Il convient de mentionner ici que l’Europe, pour Ratzinger, « a toujours occupé une place privilégiée dans son cœur et dans ses spéculations théologiques et philosophiques ».
Les valeurs de la foi doivent prévaloir sur toute autre stratégie visant à étendre la présence de l’Église parmi les hommes. Ratzinger a précisé que les droits fondamentaux authentiques font partie de la nature humaine et sont donc inéluctables. Ils sont d’ailleurs antérieurs à leur codification par les États. L’État doit en prendre acte et les codifier ; en bref, il doit les reconnaître mais ne peut pas les « créer ». Le mariage homosexuel viole donc un principe inhérent à la vérité de la nature humaine.
Un mérite de ce pape est aussi d’avoir dénoncé la mondialisation sans règles, qui nie les identités nationales, religieuses et culturelles. Mais en son temps, le jeune Ratzinger a aussi favorisé l’ouverture historique [epocale] faite par l’Eglise à travers le Concile Vatican II qui, en tentant de rationaliser l’Eglise et sa doctrine, a au contraire ouvert les vannes d’un ajustement continu du Ciel à la Terre. Mais le pape a ensuite vu les effets de cette modernisation tous azimuts, qui a bouleversé la Tradition, et il en a probablement souffert.
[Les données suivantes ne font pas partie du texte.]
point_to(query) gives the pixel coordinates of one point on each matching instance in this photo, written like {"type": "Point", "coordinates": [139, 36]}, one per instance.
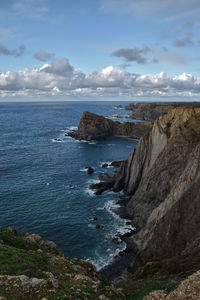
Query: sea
{"type": "Point", "coordinates": [44, 183]}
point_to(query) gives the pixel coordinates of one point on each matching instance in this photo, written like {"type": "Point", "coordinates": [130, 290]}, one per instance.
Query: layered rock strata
{"type": "Point", "coordinates": [93, 126]}
{"type": "Point", "coordinates": [150, 111]}
{"type": "Point", "coordinates": [162, 175]}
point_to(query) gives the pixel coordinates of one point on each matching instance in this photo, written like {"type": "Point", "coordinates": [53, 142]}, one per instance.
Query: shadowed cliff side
{"type": "Point", "coordinates": [163, 177]}
{"type": "Point", "coordinates": [93, 126]}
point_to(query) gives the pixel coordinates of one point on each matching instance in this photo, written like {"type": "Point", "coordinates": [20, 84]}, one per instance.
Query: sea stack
{"type": "Point", "coordinates": [92, 127]}
{"type": "Point", "coordinates": [162, 175]}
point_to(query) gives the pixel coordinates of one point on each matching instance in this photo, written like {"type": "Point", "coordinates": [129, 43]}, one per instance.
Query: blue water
{"type": "Point", "coordinates": [36, 174]}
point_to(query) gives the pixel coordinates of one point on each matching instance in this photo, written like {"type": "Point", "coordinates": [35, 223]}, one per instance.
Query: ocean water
{"type": "Point", "coordinates": [43, 183]}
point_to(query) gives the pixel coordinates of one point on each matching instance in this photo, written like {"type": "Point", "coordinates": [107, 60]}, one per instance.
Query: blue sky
{"type": "Point", "coordinates": [99, 49]}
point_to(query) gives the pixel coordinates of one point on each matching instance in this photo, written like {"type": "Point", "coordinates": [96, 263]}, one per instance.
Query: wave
{"type": "Point", "coordinates": [101, 262]}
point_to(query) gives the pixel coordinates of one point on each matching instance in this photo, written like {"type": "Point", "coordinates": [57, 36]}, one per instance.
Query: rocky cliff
{"type": "Point", "coordinates": [162, 175]}
{"type": "Point", "coordinates": [31, 268]}
{"type": "Point", "coordinates": [93, 126]}
{"type": "Point", "coordinates": [150, 111]}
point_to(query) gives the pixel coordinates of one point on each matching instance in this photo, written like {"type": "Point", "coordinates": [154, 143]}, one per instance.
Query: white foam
{"type": "Point", "coordinates": [92, 143]}
{"type": "Point", "coordinates": [83, 170]}
{"type": "Point", "coordinates": [103, 261]}
{"type": "Point", "coordinates": [55, 141]}
{"type": "Point", "coordinates": [105, 162]}
{"type": "Point", "coordinates": [70, 128]}
{"type": "Point", "coordinates": [90, 192]}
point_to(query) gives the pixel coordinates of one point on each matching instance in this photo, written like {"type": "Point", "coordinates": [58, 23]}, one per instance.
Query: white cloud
{"type": "Point", "coordinates": [162, 10]}
{"type": "Point", "coordinates": [60, 79]}
{"type": "Point", "coordinates": [43, 56]}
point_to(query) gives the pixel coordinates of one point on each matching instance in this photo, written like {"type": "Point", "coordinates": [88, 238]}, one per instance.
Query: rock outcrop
{"type": "Point", "coordinates": [162, 175]}
{"type": "Point", "coordinates": [93, 127]}
{"type": "Point", "coordinates": [150, 111]}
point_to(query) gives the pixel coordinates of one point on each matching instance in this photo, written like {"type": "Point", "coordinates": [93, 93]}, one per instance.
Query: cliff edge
{"type": "Point", "coordinates": [93, 127]}
{"type": "Point", "coordinates": [162, 175]}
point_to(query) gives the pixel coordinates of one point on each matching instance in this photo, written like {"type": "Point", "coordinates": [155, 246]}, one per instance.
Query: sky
{"type": "Point", "coordinates": [100, 50]}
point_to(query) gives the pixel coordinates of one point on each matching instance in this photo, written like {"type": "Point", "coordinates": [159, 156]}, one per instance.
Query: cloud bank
{"type": "Point", "coordinates": [13, 52]}
{"type": "Point", "coordinates": [43, 56]}
{"type": "Point", "coordinates": [149, 9]}
{"type": "Point", "coordinates": [61, 79]}
{"type": "Point", "coordinates": [135, 54]}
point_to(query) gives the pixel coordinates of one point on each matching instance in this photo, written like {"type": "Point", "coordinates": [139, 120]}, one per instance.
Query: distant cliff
{"type": "Point", "coordinates": [93, 126]}
{"type": "Point", "coordinates": [152, 111]}
{"type": "Point", "coordinates": [162, 175]}
{"type": "Point", "coordinates": [31, 268]}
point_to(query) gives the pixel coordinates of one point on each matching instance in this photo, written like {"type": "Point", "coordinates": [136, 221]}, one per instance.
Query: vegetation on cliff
{"type": "Point", "coordinates": [93, 127]}
{"type": "Point", "coordinates": [162, 176]}
{"type": "Point", "coordinates": [31, 268]}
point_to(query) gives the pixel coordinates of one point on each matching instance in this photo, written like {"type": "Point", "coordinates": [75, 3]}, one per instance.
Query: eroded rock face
{"type": "Point", "coordinates": [163, 177]}
{"type": "Point", "coordinates": [34, 269]}
{"type": "Point", "coordinates": [93, 126]}
{"type": "Point", "coordinates": [150, 111]}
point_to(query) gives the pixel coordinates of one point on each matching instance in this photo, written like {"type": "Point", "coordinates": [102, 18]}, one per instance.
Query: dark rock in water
{"type": "Point", "coordinates": [93, 126]}
{"type": "Point", "coordinates": [117, 240]}
{"type": "Point", "coordinates": [105, 177]}
{"type": "Point", "coordinates": [98, 226]}
{"type": "Point", "coordinates": [90, 170]}
{"type": "Point", "coordinates": [119, 265]}
{"type": "Point", "coordinates": [116, 164]}
{"type": "Point", "coordinates": [105, 184]}
{"type": "Point", "coordinates": [104, 165]}
{"type": "Point", "coordinates": [70, 186]}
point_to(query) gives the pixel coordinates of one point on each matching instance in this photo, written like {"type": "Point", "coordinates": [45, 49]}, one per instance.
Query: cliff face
{"type": "Point", "coordinates": [163, 177]}
{"type": "Point", "coordinates": [31, 268]}
{"type": "Point", "coordinates": [93, 126]}
{"type": "Point", "coordinates": [150, 111]}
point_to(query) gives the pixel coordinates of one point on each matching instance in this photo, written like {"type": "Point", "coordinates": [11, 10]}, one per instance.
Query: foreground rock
{"type": "Point", "coordinates": [31, 268]}
{"type": "Point", "coordinates": [188, 289]}
{"type": "Point", "coordinates": [106, 183]}
{"type": "Point", "coordinates": [152, 111]}
{"type": "Point", "coordinates": [93, 126]}
{"type": "Point", "coordinates": [163, 175]}
{"type": "Point", "coordinates": [89, 169]}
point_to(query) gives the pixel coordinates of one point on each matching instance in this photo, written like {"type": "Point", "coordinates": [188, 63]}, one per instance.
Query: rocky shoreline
{"type": "Point", "coordinates": [161, 173]}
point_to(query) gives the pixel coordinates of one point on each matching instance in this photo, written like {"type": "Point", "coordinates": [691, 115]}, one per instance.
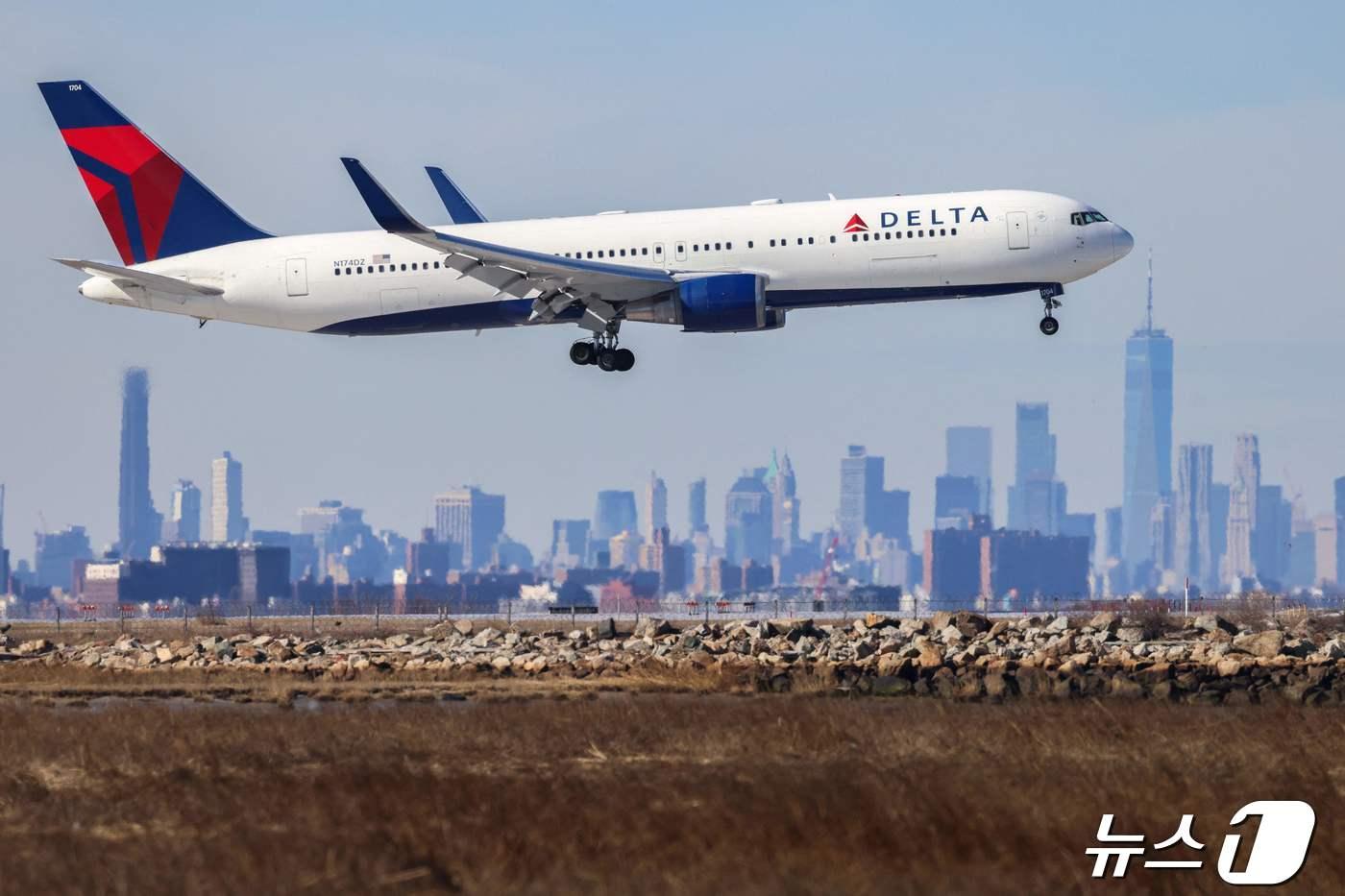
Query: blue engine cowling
{"type": "Point", "coordinates": [725, 303]}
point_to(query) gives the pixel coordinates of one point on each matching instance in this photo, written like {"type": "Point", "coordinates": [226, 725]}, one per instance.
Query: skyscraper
{"type": "Point", "coordinates": [615, 514]}
{"type": "Point", "coordinates": [183, 513]}
{"type": "Point", "coordinates": [1036, 498]}
{"type": "Point", "coordinates": [867, 506]}
{"type": "Point", "coordinates": [1193, 550]}
{"type": "Point", "coordinates": [861, 480]}
{"type": "Point", "coordinates": [226, 499]}
{"type": "Point", "coordinates": [655, 506]}
{"type": "Point", "coordinates": [955, 500]}
{"type": "Point", "coordinates": [138, 525]}
{"type": "Point", "coordinates": [784, 505]}
{"type": "Point", "coordinates": [569, 543]}
{"type": "Point", "coordinates": [968, 455]}
{"type": "Point", "coordinates": [1241, 507]}
{"type": "Point", "coordinates": [1112, 550]}
{"type": "Point", "coordinates": [1219, 498]}
{"type": "Point", "coordinates": [57, 553]}
{"type": "Point", "coordinates": [746, 521]}
{"type": "Point", "coordinates": [1273, 532]}
{"type": "Point", "coordinates": [1149, 429]}
{"type": "Point", "coordinates": [471, 519]}
{"type": "Point", "coordinates": [696, 507]}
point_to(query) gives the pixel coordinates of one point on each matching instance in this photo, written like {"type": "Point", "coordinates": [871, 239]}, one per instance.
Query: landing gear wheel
{"type": "Point", "coordinates": [582, 352]}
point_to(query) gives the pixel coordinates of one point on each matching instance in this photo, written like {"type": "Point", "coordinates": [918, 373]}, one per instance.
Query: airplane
{"type": "Point", "coordinates": [726, 269]}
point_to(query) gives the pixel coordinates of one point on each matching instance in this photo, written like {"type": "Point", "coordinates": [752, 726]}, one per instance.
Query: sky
{"type": "Point", "coordinates": [1212, 132]}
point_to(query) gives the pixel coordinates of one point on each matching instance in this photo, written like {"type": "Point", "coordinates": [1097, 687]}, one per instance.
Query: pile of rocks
{"type": "Point", "coordinates": [965, 655]}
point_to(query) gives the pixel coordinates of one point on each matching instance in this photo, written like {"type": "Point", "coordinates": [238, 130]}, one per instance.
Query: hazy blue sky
{"type": "Point", "coordinates": [1212, 131]}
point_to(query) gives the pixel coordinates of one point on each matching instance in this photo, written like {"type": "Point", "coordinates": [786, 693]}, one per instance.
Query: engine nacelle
{"type": "Point", "coordinates": [715, 303]}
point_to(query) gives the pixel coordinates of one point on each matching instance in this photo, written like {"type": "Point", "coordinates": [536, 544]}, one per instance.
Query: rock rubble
{"type": "Point", "coordinates": [1207, 660]}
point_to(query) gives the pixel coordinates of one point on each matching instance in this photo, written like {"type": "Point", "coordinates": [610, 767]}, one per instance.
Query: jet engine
{"type": "Point", "coordinates": [715, 303]}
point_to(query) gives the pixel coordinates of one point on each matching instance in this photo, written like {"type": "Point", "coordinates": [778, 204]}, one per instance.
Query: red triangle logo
{"type": "Point", "coordinates": [856, 225]}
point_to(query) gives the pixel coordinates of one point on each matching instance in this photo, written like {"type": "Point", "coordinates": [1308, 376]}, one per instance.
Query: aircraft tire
{"type": "Point", "coordinates": [581, 352]}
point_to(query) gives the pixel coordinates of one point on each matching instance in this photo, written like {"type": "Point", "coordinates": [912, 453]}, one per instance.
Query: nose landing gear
{"type": "Point", "coordinates": [602, 351]}
{"type": "Point", "coordinates": [1049, 298]}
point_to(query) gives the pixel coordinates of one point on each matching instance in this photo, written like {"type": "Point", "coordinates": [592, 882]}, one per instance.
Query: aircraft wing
{"type": "Point", "coordinates": [460, 208]}
{"type": "Point", "coordinates": [128, 276]}
{"type": "Point", "coordinates": [557, 281]}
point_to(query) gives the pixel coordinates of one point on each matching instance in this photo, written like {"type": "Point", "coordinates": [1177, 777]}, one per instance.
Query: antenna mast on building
{"type": "Point", "coordinates": [1149, 308]}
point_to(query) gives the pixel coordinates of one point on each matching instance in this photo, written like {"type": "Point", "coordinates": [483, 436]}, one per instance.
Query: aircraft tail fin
{"type": "Point", "coordinates": [151, 205]}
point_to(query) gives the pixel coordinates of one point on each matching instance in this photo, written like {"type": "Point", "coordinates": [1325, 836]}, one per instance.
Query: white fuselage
{"type": "Point", "coordinates": [918, 247]}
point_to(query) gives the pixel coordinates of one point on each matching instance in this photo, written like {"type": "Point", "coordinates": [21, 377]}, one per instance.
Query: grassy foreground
{"type": "Point", "coordinates": [649, 794]}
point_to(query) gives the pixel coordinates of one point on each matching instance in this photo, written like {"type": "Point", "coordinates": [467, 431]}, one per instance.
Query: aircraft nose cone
{"type": "Point", "coordinates": [1122, 242]}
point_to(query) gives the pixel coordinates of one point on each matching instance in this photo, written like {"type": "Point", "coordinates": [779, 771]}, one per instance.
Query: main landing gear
{"type": "Point", "coordinates": [1049, 298]}
{"type": "Point", "coordinates": [602, 351]}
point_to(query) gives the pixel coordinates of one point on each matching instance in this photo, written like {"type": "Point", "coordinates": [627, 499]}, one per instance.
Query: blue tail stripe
{"type": "Point", "coordinates": [74, 104]}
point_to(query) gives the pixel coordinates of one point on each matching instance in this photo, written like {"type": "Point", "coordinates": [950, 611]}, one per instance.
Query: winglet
{"type": "Point", "coordinates": [386, 210]}
{"type": "Point", "coordinates": [460, 208]}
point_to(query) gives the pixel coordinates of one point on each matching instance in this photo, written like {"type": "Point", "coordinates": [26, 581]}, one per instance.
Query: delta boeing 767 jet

On pourrait poursuivre l’examen du livre de Pedrizzi, mais il est trop riche en idées, en citations et en réflexions pour que je puisse en faire ici un résumé complet.
Je terminerai plutôt par les réflexions d’un athée : Giuseppe Prezzolini, un grand intellectuel de droite, ouvert au monde et à ses idées.
Giuseppe Prezzolini a écrit :
« L’Église, à mon avis, a une fonction unique dans le monde : celle de consoler les hommes de leur malheur et de les réconforter par sa faculté de pardon. Si l’Église s’implique dans la politique, « elle s’immerge dans les luttes de la concupiscence politique » et « sera toujours dépassée par les partis politiques qui n’hésiteront pas à promettre davantage ». Et encore : « Je crains que le Conseil œcuménique n’ait créé l’illusion de pouvoir tirer de l’Évangile un projet social qui n’y figure pas, et qu’au lieu de correspondre au malheur des hommes, il se contente d’exciter et de caresser les désirs matériels ».
Ce sont des concepts que Prezzolini a exprimés le 29 mars 1966 lors de l’audience personnelle qu’il a eue avec Paul VI, et qu’il serait bon que quelqu’un répète à certains ecclésiastiques, imprégnés de sociologie, d’idéologisme et de politique, et exsudant l’intolérance envers cette noble création humaine qu’est la Nation, avec son noble rôle de gouverner son propre peuple.
Par ses écrits et ses actes, le pape Ratzinger s’est montré fidèle à la mission irremplaçable de l’Église, qui est de « consoler les hommes de leur malheur et de les réconforter par sa faculté de pardon ».
Il faut donc chérir sa hauteur de pensée, ses sentiments, ses intentions et ses aspirations, et ne jamais abandonner la Tradition, dont Riccardo Pedrizzi, auteur de cet admirable essai, se révèle lui aussi un défenseur passionné.